Znaleziono 0 artykułów
07.03.2021

Najlepsze filmy Berlinale 2021

07.03.2021
Tina /(Fot. materiały prasowe)

Berliński festiwal filmowy w tym roku przeniósł się do internetu. Zobaczcie, na które produkcje warto czekać w polskich kinach, na festiwalach filmowych i w serwisach streamingowych.
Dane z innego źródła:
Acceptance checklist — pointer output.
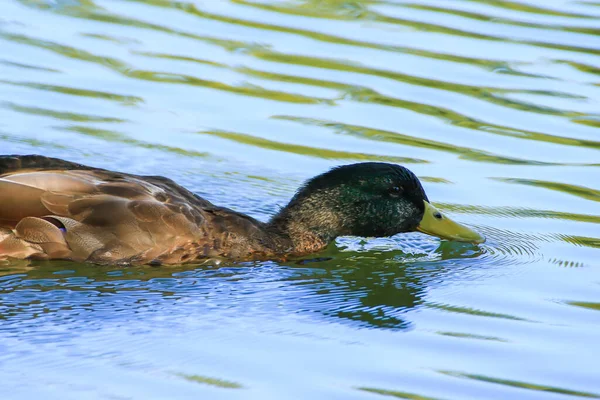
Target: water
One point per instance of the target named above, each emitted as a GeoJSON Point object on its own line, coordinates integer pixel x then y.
{"type": "Point", "coordinates": [495, 106]}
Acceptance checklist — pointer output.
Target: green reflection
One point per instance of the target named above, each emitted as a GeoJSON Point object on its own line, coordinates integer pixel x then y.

„Bad Luck Banging or Loony Porn”, reż. Radu Jude

Tegoroczny Złoty Niedźwiedź. Trzeba oddać jury, że nagrodziło najbardziej niepoprawny film konkursu, czego wyrazem jest już tytuł, w wolnym tłumaczeniu „Nieudany numerek albo porno w wariatkowie” (polski dystrybutor ogłosił konkurs na tłumaczenie tytułu). To złośliwa satyra na współczesne społeczeństwo rumuńskie. Punktem wyjścia jest wyciek do sieci domowego nagrania porno z udziałem nauczycielki Emilii. Gdy sprawa wychodzi na jaw, zostaje zwołane zebranie, na którym rodzice uczniów wraz z dyrektorką prestiżowej szkoły mają zdecydować o dalszych losach „niegrzecznej” nauczycielki.

Bad Luck Banging or Loony Porn /(Fot. materiały prasowe)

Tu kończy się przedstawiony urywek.